Illustre dans le contexte de la guerre récemment éclatée entre la Russie et l’Ukraine Les dossiers de Kyiv d’une manière sobre, l’impact profond d’un régime non libre sur la vie des individus et sur la société dans son ensemble. Alors que Chivrac était principalement un passant dans cette société craintive, de nombreuses personnes qui ont grandi en Union soviétique ou y ont passé longtemps vivent encore avec des restes de paranoïa ; méfiance profondément ancrée dans leur système. Par exemple, la fille de l’enseignante Vira Lisova, qui s’est fait connaître du KGB grâce à ses tentatives prudentes d’enseigner l’Ukraine à ses élèves, a appris dès son plus jeune âge que n’importe qui pouvait être un espion.
«C’était une question de survie», dit-elle aujourd’hui. Lorsqu’il est devenu clair que la famille était surveillée, les Lisova n’ont plus été accueillis dans la rue. Les gens traversaient pour les éviter. Pourtant, ils ont trouvé des amis dignes de confiance. Lorsqu’ils venaient leur rendre visite, toutes les conversations étaient sur papier : des notes étaient échangées silencieusement à la table de la cuisine, puis brûlées et jetées dans les toilettes. De cette façon, des groupes de personnes partageant les mêmes idées ont tranquillement développé une petite communauté.
Famille alternative
On pourrait échapper à cette ambiance oppressante jeudi soir dans le premier volet de la série documentaire SLAY – Express pour impressionner (NTR). Ici aussi, les gens ont trouvé refuge dans de petites communautés, mais de manière un peu plus exubérante. SLAY suit quatre femmes trans de la scène ballroom néerlandaise : une communauté underground qui sert de lieu sûr aux personnes queer et trans de couleur pour se découvrir, s’embrasser et se célébrer. Lors d’un bal, différentes Maisons s’affrontent sur un podium pour remporter des prix dans différentes catégories. Et une maison, comme l’a patiemment expliqué Elly Vineyard (également connue sous le nom de : Père de House of Vineyard), est une famille choisie, comprenant une figure paternelle et maternelle avec des rôles de mentor. Une Maison fonctionne souvent comme une famille alternative pour les jeunes de la communauté LGBTQ qui n’ont ni refuge ni famille de soutien en dehors de la scène.

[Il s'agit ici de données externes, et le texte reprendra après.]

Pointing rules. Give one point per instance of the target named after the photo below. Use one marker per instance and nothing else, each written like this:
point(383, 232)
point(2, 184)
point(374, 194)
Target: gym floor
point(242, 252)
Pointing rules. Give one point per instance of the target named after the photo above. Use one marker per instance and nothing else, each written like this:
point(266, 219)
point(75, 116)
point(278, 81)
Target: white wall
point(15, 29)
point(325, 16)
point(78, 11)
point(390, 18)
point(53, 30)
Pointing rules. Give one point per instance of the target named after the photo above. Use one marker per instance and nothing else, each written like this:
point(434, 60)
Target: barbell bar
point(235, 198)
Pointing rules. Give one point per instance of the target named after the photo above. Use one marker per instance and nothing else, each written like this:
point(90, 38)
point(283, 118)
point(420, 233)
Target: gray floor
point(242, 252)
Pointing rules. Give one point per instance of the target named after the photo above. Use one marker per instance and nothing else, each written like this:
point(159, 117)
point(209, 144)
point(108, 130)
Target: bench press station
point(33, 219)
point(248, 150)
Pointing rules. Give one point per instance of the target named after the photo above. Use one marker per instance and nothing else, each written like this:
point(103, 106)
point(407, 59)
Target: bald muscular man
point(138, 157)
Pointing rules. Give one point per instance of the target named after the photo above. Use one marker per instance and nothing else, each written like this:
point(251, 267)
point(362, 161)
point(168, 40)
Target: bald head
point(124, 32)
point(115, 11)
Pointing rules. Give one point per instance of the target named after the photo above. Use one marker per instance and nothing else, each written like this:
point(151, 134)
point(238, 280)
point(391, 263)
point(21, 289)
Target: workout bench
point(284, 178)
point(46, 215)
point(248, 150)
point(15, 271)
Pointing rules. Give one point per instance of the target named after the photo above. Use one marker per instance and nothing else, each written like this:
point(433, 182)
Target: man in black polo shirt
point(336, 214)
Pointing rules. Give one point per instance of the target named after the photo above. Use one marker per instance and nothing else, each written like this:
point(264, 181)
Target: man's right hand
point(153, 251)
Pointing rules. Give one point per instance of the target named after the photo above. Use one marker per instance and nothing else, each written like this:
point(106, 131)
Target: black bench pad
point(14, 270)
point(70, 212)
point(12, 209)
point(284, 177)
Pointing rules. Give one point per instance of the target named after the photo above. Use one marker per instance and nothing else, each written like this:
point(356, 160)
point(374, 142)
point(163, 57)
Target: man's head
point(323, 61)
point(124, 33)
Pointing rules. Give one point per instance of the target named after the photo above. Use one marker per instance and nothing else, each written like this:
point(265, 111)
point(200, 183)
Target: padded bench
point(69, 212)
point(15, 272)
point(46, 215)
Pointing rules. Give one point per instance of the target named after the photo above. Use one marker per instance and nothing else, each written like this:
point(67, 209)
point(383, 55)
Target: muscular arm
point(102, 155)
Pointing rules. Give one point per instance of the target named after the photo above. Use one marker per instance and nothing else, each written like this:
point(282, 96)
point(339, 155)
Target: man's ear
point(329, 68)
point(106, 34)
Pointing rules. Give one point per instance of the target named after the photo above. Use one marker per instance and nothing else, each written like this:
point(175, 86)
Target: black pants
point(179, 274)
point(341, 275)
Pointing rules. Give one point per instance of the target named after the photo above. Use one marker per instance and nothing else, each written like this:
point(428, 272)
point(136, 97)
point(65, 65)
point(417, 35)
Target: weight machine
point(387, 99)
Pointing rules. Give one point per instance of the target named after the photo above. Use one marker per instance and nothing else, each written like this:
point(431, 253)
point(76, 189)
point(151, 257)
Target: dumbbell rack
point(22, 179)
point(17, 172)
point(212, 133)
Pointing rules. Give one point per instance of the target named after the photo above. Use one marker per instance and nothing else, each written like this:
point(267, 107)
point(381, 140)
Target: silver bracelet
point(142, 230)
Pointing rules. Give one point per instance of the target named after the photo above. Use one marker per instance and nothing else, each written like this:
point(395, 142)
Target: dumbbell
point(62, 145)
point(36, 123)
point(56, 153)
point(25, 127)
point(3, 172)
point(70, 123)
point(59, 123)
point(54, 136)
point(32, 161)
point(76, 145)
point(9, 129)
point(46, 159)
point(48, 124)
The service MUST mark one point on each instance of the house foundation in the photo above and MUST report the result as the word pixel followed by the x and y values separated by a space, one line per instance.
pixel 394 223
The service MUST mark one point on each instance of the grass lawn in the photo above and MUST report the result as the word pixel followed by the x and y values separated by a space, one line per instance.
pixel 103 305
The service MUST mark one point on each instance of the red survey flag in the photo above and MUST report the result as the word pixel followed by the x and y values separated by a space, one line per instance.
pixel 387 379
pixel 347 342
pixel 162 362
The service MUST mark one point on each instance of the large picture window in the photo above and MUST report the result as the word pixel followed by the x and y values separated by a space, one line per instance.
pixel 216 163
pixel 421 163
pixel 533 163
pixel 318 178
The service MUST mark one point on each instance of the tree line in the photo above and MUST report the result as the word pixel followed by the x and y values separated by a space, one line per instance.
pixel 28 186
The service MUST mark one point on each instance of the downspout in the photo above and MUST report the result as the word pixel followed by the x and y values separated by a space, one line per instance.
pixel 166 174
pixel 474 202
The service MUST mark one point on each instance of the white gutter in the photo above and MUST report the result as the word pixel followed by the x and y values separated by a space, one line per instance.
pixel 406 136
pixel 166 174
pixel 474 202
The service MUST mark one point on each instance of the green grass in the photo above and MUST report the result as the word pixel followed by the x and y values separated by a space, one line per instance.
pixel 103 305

Les mini-conférences animées d’Elly constituaient un bel ajout aux images des femmes trans, qui étaient chacune dans une phase différente de leur découverte de la salle de bal. Mais chacun d’eux était également amoureux de la scène : de Babymoon, qui préparait son premier spectacle de drag, à Serena, la mère de la maison de Makaveli, qui prenait soin avec amour de sa famille qu’elle avait choisie en tant que « tante caribéenne qui paie toujours ». attention à ce qui se passe. » Dans leurs maisons et sur les ballons, ils ont trouvé le refuge qui leur manquait depuis longtemps, à travers un monde extérieur où la liberté peut être étouffée par l’incompréhension, la discrimination et la violence. Ici, il y avait enfin un répit : ils étaient ici pleinement, librement eux-mêmes.